Egyptian regime promoting radicalization, UN High Commissioner

The UN High Commissioner for Human Rights Zeid Raad al-Hussein has raised eyebrows over Egypt’s policies to combat extremism as he highlighted that “a state of emergency, the massive numbers of detentions, reports of torture and continued arbitrary arrest – all of this we believe facilitates radicalization in prisons.” He noted that the series of measures adopted by the Egyptian authorities to “crackdown on civil society” are “not the way to fight terror.” Al-Hussein acknowledged that national security “must be a priority for every country, but again not at the expense of human rights.”
His comments were not welcomed by the spokesman Ahmed Abu Zeid of the Egyptian foreign ministry. “We don’t see the High Commissioner criticizing other states implementing states of emergency that dealing with similar conditions,” he observed. Zeid explained that the population is being targeted by “terrorist operations” and the government is determined to neutralize the threat. He termed the al-Hussein’s remarks as “irresponsible and “unbalanced” considering the situation on the ground while arguing that the state of emergency was passed by the parliament in conformity with the “rules and restrictions” outlined by the constitution.
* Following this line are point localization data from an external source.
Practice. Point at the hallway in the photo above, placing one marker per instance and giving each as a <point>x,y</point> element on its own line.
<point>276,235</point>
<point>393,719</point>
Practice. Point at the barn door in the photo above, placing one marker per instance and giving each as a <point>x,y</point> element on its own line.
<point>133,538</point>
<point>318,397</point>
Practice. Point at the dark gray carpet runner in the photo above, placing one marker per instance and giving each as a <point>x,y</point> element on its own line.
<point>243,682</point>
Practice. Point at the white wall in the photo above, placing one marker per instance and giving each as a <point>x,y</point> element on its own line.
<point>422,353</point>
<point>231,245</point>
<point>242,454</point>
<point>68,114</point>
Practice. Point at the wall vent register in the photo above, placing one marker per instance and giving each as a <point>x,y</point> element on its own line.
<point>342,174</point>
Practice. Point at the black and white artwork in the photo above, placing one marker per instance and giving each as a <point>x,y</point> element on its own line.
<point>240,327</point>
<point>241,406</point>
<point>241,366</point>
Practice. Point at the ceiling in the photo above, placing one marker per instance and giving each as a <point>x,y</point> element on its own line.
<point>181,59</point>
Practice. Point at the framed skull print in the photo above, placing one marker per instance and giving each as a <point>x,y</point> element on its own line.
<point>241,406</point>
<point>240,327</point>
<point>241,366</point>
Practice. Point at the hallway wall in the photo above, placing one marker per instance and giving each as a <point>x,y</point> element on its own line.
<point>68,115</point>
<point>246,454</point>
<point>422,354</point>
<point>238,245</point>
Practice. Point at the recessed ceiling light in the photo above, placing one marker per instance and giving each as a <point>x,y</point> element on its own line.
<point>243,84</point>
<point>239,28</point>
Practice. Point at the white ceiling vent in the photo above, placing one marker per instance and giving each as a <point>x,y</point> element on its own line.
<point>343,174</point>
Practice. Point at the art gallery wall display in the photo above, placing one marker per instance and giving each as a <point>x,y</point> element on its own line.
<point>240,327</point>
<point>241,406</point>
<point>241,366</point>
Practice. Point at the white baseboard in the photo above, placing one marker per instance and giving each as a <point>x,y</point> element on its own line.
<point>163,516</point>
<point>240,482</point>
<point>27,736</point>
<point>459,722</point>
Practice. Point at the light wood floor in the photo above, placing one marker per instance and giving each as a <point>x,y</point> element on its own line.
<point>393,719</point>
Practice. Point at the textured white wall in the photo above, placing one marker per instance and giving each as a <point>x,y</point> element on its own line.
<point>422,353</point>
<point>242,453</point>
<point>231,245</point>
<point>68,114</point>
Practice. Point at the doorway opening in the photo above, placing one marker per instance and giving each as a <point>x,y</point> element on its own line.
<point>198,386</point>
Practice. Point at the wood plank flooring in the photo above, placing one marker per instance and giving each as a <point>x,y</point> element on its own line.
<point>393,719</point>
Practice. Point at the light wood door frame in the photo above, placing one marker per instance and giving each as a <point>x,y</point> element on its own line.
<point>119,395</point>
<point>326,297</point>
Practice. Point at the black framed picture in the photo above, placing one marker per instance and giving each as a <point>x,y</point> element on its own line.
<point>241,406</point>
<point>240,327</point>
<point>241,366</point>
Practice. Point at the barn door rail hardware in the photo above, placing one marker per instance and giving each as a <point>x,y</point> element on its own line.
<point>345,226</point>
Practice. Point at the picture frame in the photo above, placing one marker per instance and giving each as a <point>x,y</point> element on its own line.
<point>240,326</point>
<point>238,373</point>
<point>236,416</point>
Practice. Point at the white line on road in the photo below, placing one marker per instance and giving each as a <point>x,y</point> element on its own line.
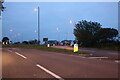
<point>51,73</point>
<point>117,61</point>
<point>21,55</point>
<point>9,50</point>
<point>98,57</point>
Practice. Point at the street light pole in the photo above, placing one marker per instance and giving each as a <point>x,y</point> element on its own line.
<point>38,25</point>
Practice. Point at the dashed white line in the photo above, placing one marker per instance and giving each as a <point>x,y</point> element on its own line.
<point>51,73</point>
<point>21,55</point>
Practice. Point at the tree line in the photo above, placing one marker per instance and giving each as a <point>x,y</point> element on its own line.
<point>91,34</point>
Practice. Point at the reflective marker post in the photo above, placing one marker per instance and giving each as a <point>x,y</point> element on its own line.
<point>75,47</point>
<point>48,45</point>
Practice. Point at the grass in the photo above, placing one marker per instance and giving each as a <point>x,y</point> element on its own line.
<point>45,48</point>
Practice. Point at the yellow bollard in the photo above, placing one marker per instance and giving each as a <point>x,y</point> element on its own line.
<point>53,44</point>
<point>48,45</point>
<point>75,47</point>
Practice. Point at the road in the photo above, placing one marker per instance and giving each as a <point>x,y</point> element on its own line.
<point>96,53</point>
<point>32,63</point>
On Monday, unidentified gunmen operated a drive-by shooting on a police convoy near the main ring road around Cairo, killing three officers and wounding five others. No group has claimed responsibility for the attack although the Interior Ministry stated that the matter is being investigated. Two weeks ago, a leaked video has emerged that appears to show members of the Egyptian military shooting unarmed detainees to death at point-blank range in the Sinai Peninsula and staging the killings to look as if they had happened in combat. Many opposition voices accused al-Sisi regime of faking attacks and killing innocents as terrorist individuals and groups.
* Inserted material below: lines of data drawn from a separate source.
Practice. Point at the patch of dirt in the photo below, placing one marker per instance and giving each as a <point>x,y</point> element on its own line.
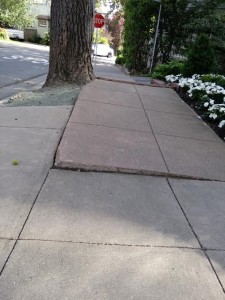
<point>49,96</point>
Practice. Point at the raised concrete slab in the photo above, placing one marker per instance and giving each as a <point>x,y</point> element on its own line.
<point>217,258</point>
<point>162,105</point>
<point>157,92</point>
<point>122,98</point>
<point>68,271</point>
<point>108,208</point>
<point>31,146</point>
<point>180,125</point>
<point>204,204</point>
<point>112,86</point>
<point>195,158</point>
<point>35,117</point>
<point>5,248</point>
<point>19,187</point>
<point>107,71</point>
<point>108,115</point>
<point>109,149</point>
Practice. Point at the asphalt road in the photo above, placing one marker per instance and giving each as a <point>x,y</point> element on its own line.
<point>24,67</point>
<point>21,61</point>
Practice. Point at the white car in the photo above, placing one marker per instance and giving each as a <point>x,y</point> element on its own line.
<point>15,34</point>
<point>102,50</point>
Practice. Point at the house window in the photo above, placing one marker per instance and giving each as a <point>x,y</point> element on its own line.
<point>42,22</point>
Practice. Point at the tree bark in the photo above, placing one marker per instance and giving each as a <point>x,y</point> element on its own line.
<point>70,42</point>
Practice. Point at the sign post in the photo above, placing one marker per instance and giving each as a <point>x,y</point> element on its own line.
<point>99,22</point>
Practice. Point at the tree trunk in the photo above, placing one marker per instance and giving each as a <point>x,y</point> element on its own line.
<point>70,42</point>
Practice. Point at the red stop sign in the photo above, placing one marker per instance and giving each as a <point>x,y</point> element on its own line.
<point>99,21</point>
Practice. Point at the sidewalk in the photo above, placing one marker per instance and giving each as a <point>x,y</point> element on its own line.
<point>156,233</point>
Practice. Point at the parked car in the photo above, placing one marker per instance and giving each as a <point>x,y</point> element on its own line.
<point>102,50</point>
<point>15,34</point>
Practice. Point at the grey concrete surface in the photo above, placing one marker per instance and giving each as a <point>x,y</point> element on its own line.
<point>204,205</point>
<point>109,71</point>
<point>31,146</point>
<point>109,149</point>
<point>161,105</point>
<point>111,86</point>
<point>5,249</point>
<point>217,258</point>
<point>196,158</point>
<point>35,117</point>
<point>114,116</point>
<point>19,187</point>
<point>67,271</point>
<point>103,95</point>
<point>108,208</point>
<point>181,144</point>
<point>180,125</point>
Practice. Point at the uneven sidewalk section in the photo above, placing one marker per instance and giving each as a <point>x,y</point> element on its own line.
<point>117,236</point>
<point>120,127</point>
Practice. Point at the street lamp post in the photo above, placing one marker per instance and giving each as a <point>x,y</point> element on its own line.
<point>156,35</point>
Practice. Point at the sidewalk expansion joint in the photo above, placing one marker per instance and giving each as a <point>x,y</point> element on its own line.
<point>196,236</point>
<point>109,244</point>
<point>104,126</point>
<point>152,130</point>
<point>113,104</point>
<point>16,240</point>
<point>117,170</point>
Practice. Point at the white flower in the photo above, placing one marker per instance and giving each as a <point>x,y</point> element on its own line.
<point>222,123</point>
<point>213,116</point>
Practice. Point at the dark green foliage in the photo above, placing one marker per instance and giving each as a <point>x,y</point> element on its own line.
<point>217,79</point>
<point>201,57</point>
<point>120,60</point>
<point>46,39</point>
<point>3,34</point>
<point>174,67</point>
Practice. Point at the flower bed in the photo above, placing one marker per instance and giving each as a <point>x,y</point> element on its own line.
<point>206,95</point>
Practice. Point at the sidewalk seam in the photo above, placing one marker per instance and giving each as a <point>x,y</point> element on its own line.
<point>152,130</point>
<point>16,240</point>
<point>196,236</point>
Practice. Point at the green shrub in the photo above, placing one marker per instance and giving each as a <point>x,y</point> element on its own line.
<point>217,79</point>
<point>120,60</point>
<point>201,58</point>
<point>174,67</point>
<point>46,39</point>
<point>3,34</point>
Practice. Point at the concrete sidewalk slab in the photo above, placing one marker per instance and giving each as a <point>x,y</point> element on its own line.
<point>108,208</point>
<point>31,146</point>
<point>108,115</point>
<point>35,117</point>
<point>109,149</point>
<point>112,86</point>
<point>203,202</point>
<point>162,105</point>
<point>68,271</point>
<point>19,187</point>
<point>217,258</point>
<point>160,92</point>
<point>5,248</point>
<point>122,98</point>
<point>180,125</point>
<point>194,158</point>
Since the ousting of the coalition government led by the Muslim Brotherhood’s Mohammed Morsi in 2013 in a military backed coup d’état led by Abdel Fattah al-Sisi, there has been a surge in terrorist attacks in the country. The situation has led to the government embarking on counter-terrorist measures to reduce the attacks which often target government and security officers but recently, Christians too. Egypt last month was shaken by one of the bloodiest attacks in years when Islamic State group suicide bombers targeted two Christian churches, killing 45 people.